Steps to configure slow query log in MySQL or MariaDB:

  1. Display the current slow-query variables before changing anything.
    $ mysql -NBe "SHOW VARIABLES WHERE Variable_name IN ('slow_query_log','slow_query_log_file','long_query_time','log_output','log_queries_not_using_indexes','min_examined_row_limit');"
    log_output	FILE
    log_queries_not_using_indexes	OFF
    long_query_time	10.000000
    min_examined_row_limit	0
    slow_query_log	OFF
    slow_query_log_file	/var/lib/mysql/db01-slow.log

    Use

    sudo mysql

    when socket authentication is enabled locally, or

    mysql -u root -p

    when password authentication is required.

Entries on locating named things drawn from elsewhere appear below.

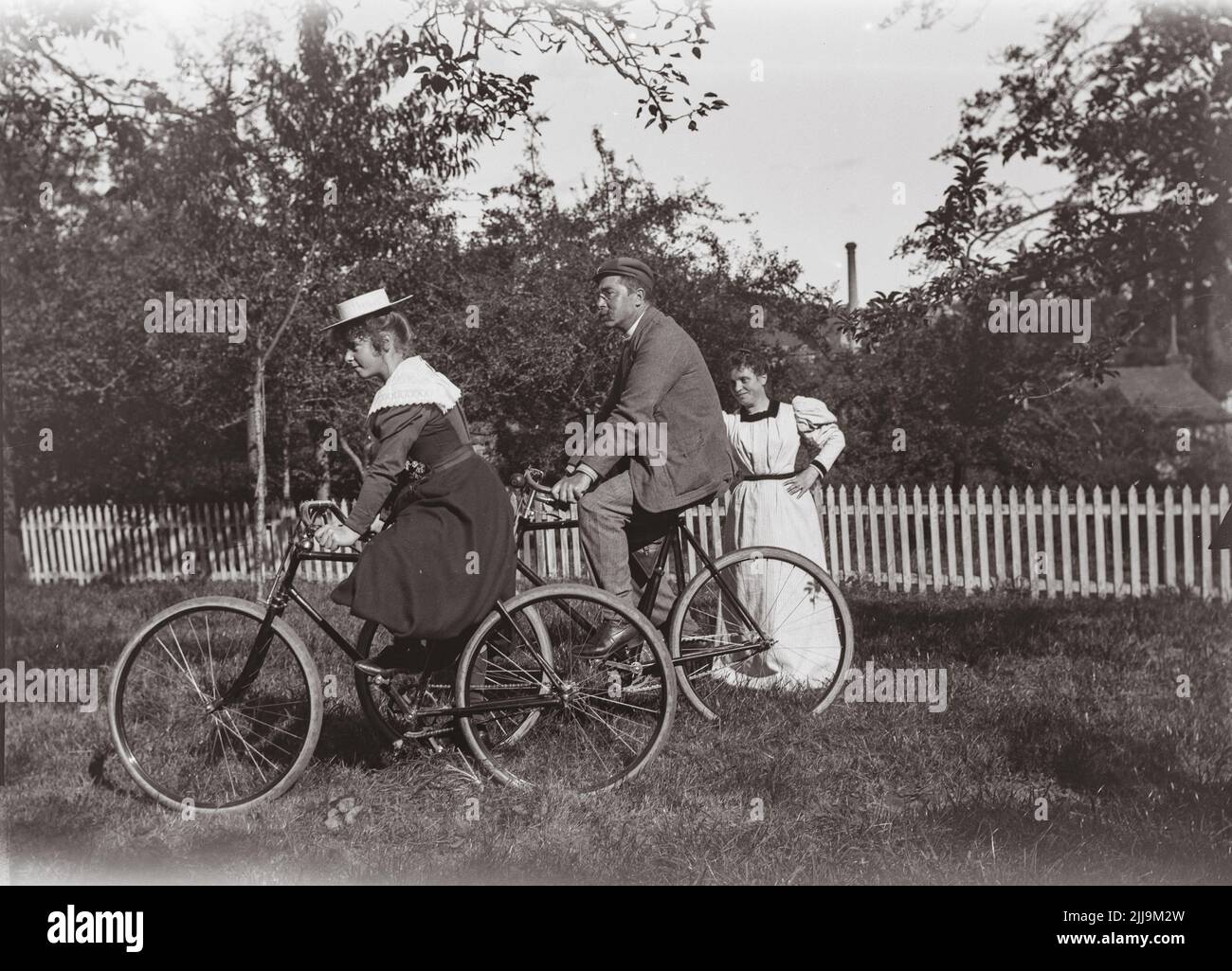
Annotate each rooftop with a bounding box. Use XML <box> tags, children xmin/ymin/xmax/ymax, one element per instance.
<box><xmin>1101</xmin><ymin>365</ymin><xmax>1232</xmax><ymax>425</ymax></box>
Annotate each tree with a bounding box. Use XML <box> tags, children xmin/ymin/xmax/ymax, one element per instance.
<box><xmin>3</xmin><ymin>0</ymin><xmax>723</xmax><ymax>576</ymax></box>
<box><xmin>827</xmin><ymin>5</ymin><xmax>1232</xmax><ymax>487</ymax></box>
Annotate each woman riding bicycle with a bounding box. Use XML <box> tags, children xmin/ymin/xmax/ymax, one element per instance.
<box><xmin>316</xmin><ymin>290</ymin><xmax>516</xmax><ymax>671</ymax></box>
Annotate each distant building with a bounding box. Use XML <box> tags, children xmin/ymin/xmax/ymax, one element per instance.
<box><xmin>1101</xmin><ymin>365</ymin><xmax>1232</xmax><ymax>431</ymax></box>
<box><xmin>1101</xmin><ymin>362</ymin><xmax>1232</xmax><ymax>465</ymax></box>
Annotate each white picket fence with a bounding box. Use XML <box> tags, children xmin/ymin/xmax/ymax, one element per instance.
<box><xmin>21</xmin><ymin>486</ymin><xmax>1232</xmax><ymax>602</ymax></box>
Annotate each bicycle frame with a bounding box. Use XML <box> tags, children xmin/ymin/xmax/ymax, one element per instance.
<box><xmin>515</xmin><ymin>492</ymin><xmax>771</xmax><ymax>667</ymax></box>
<box><xmin>221</xmin><ymin>503</ymin><xmax>564</xmax><ymax>717</ymax></box>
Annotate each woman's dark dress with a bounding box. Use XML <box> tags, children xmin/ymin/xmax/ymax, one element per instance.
<box><xmin>330</xmin><ymin>405</ymin><xmax>516</xmax><ymax>640</ymax></box>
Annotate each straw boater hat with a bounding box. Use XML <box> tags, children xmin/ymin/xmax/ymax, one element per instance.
<box><xmin>317</xmin><ymin>287</ymin><xmax>411</xmax><ymax>331</ymax></box>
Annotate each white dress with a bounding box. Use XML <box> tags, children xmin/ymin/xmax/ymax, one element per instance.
<box><xmin>712</xmin><ymin>397</ymin><xmax>845</xmax><ymax>689</ymax></box>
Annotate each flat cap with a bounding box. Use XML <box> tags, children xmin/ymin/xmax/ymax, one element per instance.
<box><xmin>591</xmin><ymin>257</ymin><xmax>654</xmax><ymax>292</ymax></box>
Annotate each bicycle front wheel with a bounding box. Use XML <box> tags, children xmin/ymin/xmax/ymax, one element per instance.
<box><xmin>108</xmin><ymin>597</ymin><xmax>323</xmax><ymax>815</ymax></box>
<box><xmin>668</xmin><ymin>546</ymin><xmax>855</xmax><ymax>721</ymax></box>
<box><xmin>453</xmin><ymin>584</ymin><xmax>677</xmax><ymax>792</ymax></box>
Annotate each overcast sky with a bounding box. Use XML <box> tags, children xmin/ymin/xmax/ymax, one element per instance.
<box><xmin>72</xmin><ymin>0</ymin><xmax>1131</xmax><ymax>300</ymax></box>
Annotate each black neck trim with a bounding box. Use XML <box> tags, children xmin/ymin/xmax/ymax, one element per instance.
<box><xmin>740</xmin><ymin>402</ymin><xmax>779</xmax><ymax>422</ymax></box>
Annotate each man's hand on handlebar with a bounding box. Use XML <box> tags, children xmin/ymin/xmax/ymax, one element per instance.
<box><xmin>313</xmin><ymin>526</ymin><xmax>360</xmax><ymax>549</ymax></box>
<box><xmin>552</xmin><ymin>472</ymin><xmax>590</xmax><ymax>503</ymax></box>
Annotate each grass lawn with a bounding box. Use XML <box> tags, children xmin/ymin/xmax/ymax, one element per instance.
<box><xmin>0</xmin><ymin>583</ymin><xmax>1232</xmax><ymax>884</ymax></box>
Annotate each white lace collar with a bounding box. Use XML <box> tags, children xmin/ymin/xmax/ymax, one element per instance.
<box><xmin>369</xmin><ymin>353</ymin><xmax>462</xmax><ymax>415</ymax></box>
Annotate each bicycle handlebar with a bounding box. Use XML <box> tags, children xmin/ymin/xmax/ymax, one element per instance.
<box><xmin>509</xmin><ymin>466</ymin><xmax>570</xmax><ymax>509</ymax></box>
<box><xmin>510</xmin><ymin>466</ymin><xmax>555</xmax><ymax>498</ymax></box>
<box><xmin>299</xmin><ymin>499</ymin><xmax>346</xmax><ymax>526</ymax></box>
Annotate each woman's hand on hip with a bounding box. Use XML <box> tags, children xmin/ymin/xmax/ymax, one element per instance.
<box><xmin>315</xmin><ymin>526</ymin><xmax>360</xmax><ymax>549</ymax></box>
<box><xmin>785</xmin><ymin>466</ymin><xmax>822</xmax><ymax>495</ymax></box>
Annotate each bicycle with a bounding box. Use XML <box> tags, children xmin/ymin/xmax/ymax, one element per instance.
<box><xmin>512</xmin><ymin>468</ymin><xmax>855</xmax><ymax>722</ymax></box>
<box><xmin>108</xmin><ymin>501</ymin><xmax>677</xmax><ymax>815</ymax></box>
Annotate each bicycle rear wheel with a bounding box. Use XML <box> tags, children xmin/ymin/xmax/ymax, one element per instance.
<box><xmin>108</xmin><ymin>597</ymin><xmax>323</xmax><ymax>815</ymax></box>
<box><xmin>455</xmin><ymin>584</ymin><xmax>677</xmax><ymax>792</ymax></box>
<box><xmin>668</xmin><ymin>546</ymin><xmax>855</xmax><ymax>721</ymax></box>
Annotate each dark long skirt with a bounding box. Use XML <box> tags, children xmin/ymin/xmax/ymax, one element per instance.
<box><xmin>330</xmin><ymin>456</ymin><xmax>516</xmax><ymax>640</ymax></box>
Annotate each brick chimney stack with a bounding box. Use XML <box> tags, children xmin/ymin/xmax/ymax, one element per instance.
<box><xmin>846</xmin><ymin>243</ymin><xmax>860</xmax><ymax>311</ymax></box>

    MariaDB 10.11 and later also expose alias variables such as log_slow_query, log_slow_query_file, and log_slow_query_time, but the classic names above still work on both servers.

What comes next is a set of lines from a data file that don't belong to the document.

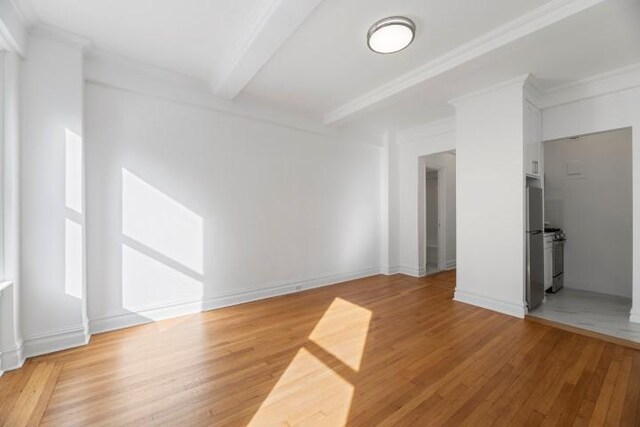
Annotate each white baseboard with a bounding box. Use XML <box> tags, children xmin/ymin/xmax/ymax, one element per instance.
<box><xmin>398</xmin><ymin>265</ymin><xmax>427</xmax><ymax>277</ymax></box>
<box><xmin>89</xmin><ymin>268</ymin><xmax>380</xmax><ymax>334</ymax></box>
<box><xmin>453</xmin><ymin>289</ymin><xmax>526</xmax><ymax>319</ymax></box>
<box><xmin>23</xmin><ymin>324</ymin><xmax>91</xmax><ymax>357</ymax></box>
<box><xmin>0</xmin><ymin>342</ymin><xmax>25</xmax><ymax>375</ymax></box>
<box><xmin>380</xmin><ymin>265</ymin><xmax>400</xmax><ymax>276</ymax></box>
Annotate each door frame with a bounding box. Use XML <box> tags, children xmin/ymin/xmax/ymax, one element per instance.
<box><xmin>422</xmin><ymin>166</ymin><xmax>447</xmax><ymax>272</ymax></box>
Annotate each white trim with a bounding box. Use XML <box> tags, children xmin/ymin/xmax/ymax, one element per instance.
<box><xmin>449</xmin><ymin>73</ymin><xmax>531</xmax><ymax>107</ymax></box>
<box><xmin>0</xmin><ymin>1</ymin><xmax>27</xmax><ymax>56</ymax></box>
<box><xmin>380</xmin><ymin>265</ymin><xmax>400</xmax><ymax>276</ymax></box>
<box><xmin>324</xmin><ymin>0</ymin><xmax>605</xmax><ymax>124</ymax></box>
<box><xmin>9</xmin><ymin>0</ymin><xmax>40</xmax><ymax>27</ymax></box>
<box><xmin>29</xmin><ymin>22</ymin><xmax>93</xmax><ymax>50</ymax></box>
<box><xmin>23</xmin><ymin>324</ymin><xmax>91</xmax><ymax>357</ymax></box>
<box><xmin>0</xmin><ymin>341</ymin><xmax>26</xmax><ymax>372</ymax></box>
<box><xmin>453</xmin><ymin>289</ymin><xmax>526</xmax><ymax>319</ymax></box>
<box><xmin>84</xmin><ymin>48</ymin><xmax>380</xmax><ymax>147</ymax></box>
<box><xmin>539</xmin><ymin>63</ymin><xmax>640</xmax><ymax>109</ymax></box>
<box><xmin>398</xmin><ymin>265</ymin><xmax>427</xmax><ymax>277</ymax></box>
<box><xmin>418</xmin><ymin>166</ymin><xmax>447</xmax><ymax>273</ymax></box>
<box><xmin>89</xmin><ymin>268</ymin><xmax>380</xmax><ymax>334</ymax></box>
<box><xmin>396</xmin><ymin>116</ymin><xmax>456</xmax><ymax>145</ymax></box>
<box><xmin>212</xmin><ymin>0</ymin><xmax>322</xmax><ymax>99</ymax></box>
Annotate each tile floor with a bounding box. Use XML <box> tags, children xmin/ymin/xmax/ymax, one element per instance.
<box><xmin>529</xmin><ymin>288</ymin><xmax>640</xmax><ymax>342</ymax></box>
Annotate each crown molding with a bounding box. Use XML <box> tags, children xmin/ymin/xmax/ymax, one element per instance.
<box><xmin>0</xmin><ymin>0</ymin><xmax>27</xmax><ymax>56</ymax></box>
<box><xmin>324</xmin><ymin>0</ymin><xmax>606</xmax><ymax>125</ymax></box>
<box><xmin>29</xmin><ymin>22</ymin><xmax>93</xmax><ymax>50</ymax></box>
<box><xmin>84</xmin><ymin>48</ymin><xmax>379</xmax><ymax>146</ymax></box>
<box><xmin>449</xmin><ymin>74</ymin><xmax>531</xmax><ymax>107</ymax></box>
<box><xmin>396</xmin><ymin>116</ymin><xmax>456</xmax><ymax>144</ymax></box>
<box><xmin>212</xmin><ymin>0</ymin><xmax>322</xmax><ymax>99</ymax></box>
<box><xmin>9</xmin><ymin>0</ymin><xmax>40</xmax><ymax>28</ymax></box>
<box><xmin>539</xmin><ymin>63</ymin><xmax>640</xmax><ymax>109</ymax></box>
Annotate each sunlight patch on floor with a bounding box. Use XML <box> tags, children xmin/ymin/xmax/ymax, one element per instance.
<box><xmin>309</xmin><ymin>298</ymin><xmax>371</xmax><ymax>371</ymax></box>
<box><xmin>249</xmin><ymin>298</ymin><xmax>371</xmax><ymax>426</ymax></box>
<box><xmin>249</xmin><ymin>348</ymin><xmax>353</xmax><ymax>427</ymax></box>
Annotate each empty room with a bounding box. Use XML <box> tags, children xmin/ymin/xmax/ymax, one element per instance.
<box><xmin>0</xmin><ymin>0</ymin><xmax>640</xmax><ymax>427</ymax></box>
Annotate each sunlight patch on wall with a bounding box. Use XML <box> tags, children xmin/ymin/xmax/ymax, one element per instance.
<box><xmin>122</xmin><ymin>169</ymin><xmax>204</xmax><ymax>274</ymax></box>
<box><xmin>64</xmin><ymin>129</ymin><xmax>84</xmax><ymax>214</ymax></box>
<box><xmin>249</xmin><ymin>348</ymin><xmax>354</xmax><ymax>426</ymax></box>
<box><xmin>64</xmin><ymin>218</ymin><xmax>84</xmax><ymax>299</ymax></box>
<box><xmin>122</xmin><ymin>245</ymin><xmax>202</xmax><ymax>320</ymax></box>
<box><xmin>309</xmin><ymin>298</ymin><xmax>371</xmax><ymax>371</ymax></box>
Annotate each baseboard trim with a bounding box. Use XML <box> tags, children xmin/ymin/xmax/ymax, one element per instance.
<box><xmin>0</xmin><ymin>342</ymin><xmax>26</xmax><ymax>375</ymax></box>
<box><xmin>380</xmin><ymin>265</ymin><xmax>400</xmax><ymax>276</ymax></box>
<box><xmin>398</xmin><ymin>265</ymin><xmax>427</xmax><ymax>277</ymax></box>
<box><xmin>23</xmin><ymin>323</ymin><xmax>91</xmax><ymax>358</ymax></box>
<box><xmin>89</xmin><ymin>268</ymin><xmax>380</xmax><ymax>334</ymax></box>
<box><xmin>453</xmin><ymin>289</ymin><xmax>526</xmax><ymax>319</ymax></box>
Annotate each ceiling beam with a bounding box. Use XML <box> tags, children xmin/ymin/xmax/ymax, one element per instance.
<box><xmin>212</xmin><ymin>0</ymin><xmax>322</xmax><ymax>99</ymax></box>
<box><xmin>324</xmin><ymin>0</ymin><xmax>606</xmax><ymax>125</ymax></box>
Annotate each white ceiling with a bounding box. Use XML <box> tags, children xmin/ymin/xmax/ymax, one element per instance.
<box><xmin>344</xmin><ymin>0</ymin><xmax>640</xmax><ymax>131</ymax></box>
<box><xmin>22</xmin><ymin>0</ymin><xmax>264</xmax><ymax>82</ymax></box>
<box><xmin>242</xmin><ymin>0</ymin><xmax>548</xmax><ymax>115</ymax></box>
<box><xmin>19</xmin><ymin>0</ymin><xmax>640</xmax><ymax>131</ymax></box>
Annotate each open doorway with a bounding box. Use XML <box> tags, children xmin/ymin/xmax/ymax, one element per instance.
<box><xmin>531</xmin><ymin>128</ymin><xmax>640</xmax><ymax>342</ymax></box>
<box><xmin>419</xmin><ymin>151</ymin><xmax>456</xmax><ymax>275</ymax></box>
<box><xmin>425</xmin><ymin>168</ymin><xmax>442</xmax><ymax>274</ymax></box>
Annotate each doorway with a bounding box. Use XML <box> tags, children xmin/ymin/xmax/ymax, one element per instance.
<box><xmin>531</xmin><ymin>128</ymin><xmax>640</xmax><ymax>342</ymax></box>
<box><xmin>425</xmin><ymin>168</ymin><xmax>443</xmax><ymax>274</ymax></box>
<box><xmin>419</xmin><ymin>151</ymin><xmax>456</xmax><ymax>275</ymax></box>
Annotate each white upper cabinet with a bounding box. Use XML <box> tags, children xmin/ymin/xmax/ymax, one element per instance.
<box><xmin>524</xmin><ymin>101</ymin><xmax>542</xmax><ymax>178</ymax></box>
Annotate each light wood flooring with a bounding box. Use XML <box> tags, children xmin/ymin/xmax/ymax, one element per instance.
<box><xmin>0</xmin><ymin>272</ymin><xmax>640</xmax><ymax>427</ymax></box>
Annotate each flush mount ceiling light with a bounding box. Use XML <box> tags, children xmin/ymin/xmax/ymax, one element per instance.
<box><xmin>367</xmin><ymin>16</ymin><xmax>416</xmax><ymax>53</ymax></box>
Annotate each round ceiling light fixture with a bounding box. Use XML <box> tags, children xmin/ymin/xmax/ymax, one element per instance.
<box><xmin>367</xmin><ymin>16</ymin><xmax>416</xmax><ymax>53</ymax></box>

  2. Create the log directory when using /var/log/mysql/ as the destination.
    $ sudo install -d -o mysql -g mysql -m 0750 /var/log/mysql

    Changing the log path outside the package defaults can require AppArmor or SELinux policy updates. A blocked path or wrong ownership can stop mysqld from opening the file.

  3. Create the slow-query log file with restrictive ownership and permissions.
    $ sudo install -o mysql -g mysql -m 0640 /dev/null /var/log/mysql/mysql-slow.log
    $ sudo ls -l /var/log/mysql/mysql-slow.log
    -rw-r----- 1 mysql mysql 0 Apr 10 10:32 /var/log/mysql/mysql-slow.log

    If the packaged default file in the data directory is acceptable, keep that path and skip the custom /var/log/mysql/ file.

  4. Persist the slow-query settings in a mysqld drop-in file.
    [mysqld]
    log_output = FILE
    slow_query_log = 1
    slow_query_log_file = /var/log/mysql/mysql-slow.log
    long_query_time = 1
    log_queries_not_using_indexes = 0
    min_examined_row_limit = 0

    Use the same block in /etc/my.cnf.d/slow-query-log.cnf/ or another included file on hosts that do not load /etc/mysql/conf.d/. Keeping the shared block under [mysqld] works on both MySQL and MariaDB.

    A long_query_time of 1 is useful for short capture windows. Raise it later when the log volume is too high for normal production collection.

  5. Restart the database service and confirm the unit is back in an active (running) state.
    $ sudo systemctl restart mysql
    $ sudo systemctl status --no-pager mysql
    mysql.service - MySQL Community Server
         Loaded: loaded (/usr/lib/systemd/system/mysql.service; enabled; preset: enabled)
         Active: active (running) since Fri 2026-04-10 10:35:52 +08; 2s ago

    Replace mysql with mariadb or mysqld when the host uses a different service unit name.

  6. Re-check the active variables to confirm the server is logging to the intended file with the intended threshold.
    $ mysql -NBe "SHOW VARIABLES WHERE Variable_name IN ('slow_query_log','slow_query_log_file','long_query_time','log_output');"
    log_output	FILE
    long_query_time	1.000000
    slow_query_log	ON
    slow_query_log_file	/var/log/mysql/mysql-slow.log
  7. Execute a deliberately slow statement to force a slow-log entry.
    $ mysql -e "SELECT SLEEP(1.2) AS slept;"
    +-------+
    | slept |
    +-------+
    |     0 |
    +-------+

    The test query must run longer than long_query_time or the server will skip it. Lower the threshold temporarily when faster statements also need to be captured.

  8. Read the newest slow-log entry from the configured file.
    $ sudo tail -n 5 /var/log/mysql/mysql-slow.log
    # Time: 2026-04-09T21:47:43.585542Z
    # User@Host: root[root] @ localhost []  Id:    16
    # Query_time: 1.203677  Lock_time: 0.000000 Rows_sent: 1  Rows_examined: 1
    SET timestamp=1775771262;
    SELECT SLEEP(1.2) AS slept;

    MariaDB adds fields such as Thread_id, Rows_affected, and Bytes_sent, but the same Query_time and SQL text still confirm that slow logging is active.

    Run

    mysql -e "FLUSH SLOW LOGS;"

    after a manual rotation or path change when the server needs to reopen the file handle.

  9. Verify that log rotation covers the custom slow-log path before leaving the setting in production.
    $ sudo grep -R "mysql-slow.log" /etc/logrotate.d 2>/dev/null
    /etc/logrotate.d/mysql-server:/var/log/mysql/mysql-slow.log

    If this returns nothing, add the path to the package-managed logrotate policy file for MySQL or MariaDB so the slow log does not grow without bounds.